Even though "GoT" only recently went off the air, it is already being scrutinized through the harsher lens of 2020s America, which is finding its depiction of female nudity and brutality inflicted upon female characters problematic, at best.
In George R.R. Martin's source material, the wedding night sexual encounter between Daenerys and Drogo was consensual -- though she was significantly younger -- and even he's said he didn't think shifting that to a rape helped the pilot. The couple eventually did form a consensual relationship, with Daenerys falling in love with him and mourning his death.
During the New York Times interview, Momoa did answer the question of whether he felt "differently today about those scenes" and if he has any regrets about filming them, explaining to the reporter, "Well, it was important to depict Drogo and his style. You’re playing someone that’s like Genghis Khan."
But he also confessed, "It was a really, really, really hard thing to do."
At the same time, as a paid performer -- and not yet a superstar one, at that -- Momoa said there was very little he could do about what was on the page.
"My job was to play something like that, and it’s not a nice thing, and it’s what that character was," he continued. "It’s not my job to go, ‘Would I not do it?’ I’ve never really been questioned about ‘Do you regret playing a role?’ We’ll put it this way: I already did it. Not doing it again.”
Apparently, though, despite answering the unexpected question to the best of his ability, the whole scenario didn't sit well with Momoa, who confronted the reporter again after their interview saying the question "left a bad feeling" in his stomach.

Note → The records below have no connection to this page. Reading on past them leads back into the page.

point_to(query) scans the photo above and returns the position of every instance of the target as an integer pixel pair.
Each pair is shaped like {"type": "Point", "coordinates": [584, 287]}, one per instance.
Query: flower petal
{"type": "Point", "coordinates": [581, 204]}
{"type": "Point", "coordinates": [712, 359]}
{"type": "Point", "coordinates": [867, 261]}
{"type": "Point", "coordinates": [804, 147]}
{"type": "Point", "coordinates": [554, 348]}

"When you brought up 'Game of Thrones,' you brought up stuff about what’s happening with my character and would I do it again," he told the reporter. "I was bummed when you asked me that. It just feels icky, putting it upon me to remove something, as if an actor even had the choice to do that."
He went on to emphasize, "We’re not really allowed to do anything. There are producers, there are writers, there are directors, and you don’t get to come in and be like, ‘I’m not going do that because this isn’t kosher right now and not right in the political climate.’ That never happens. So it’s a question that feels icky. I just wanted you to know that."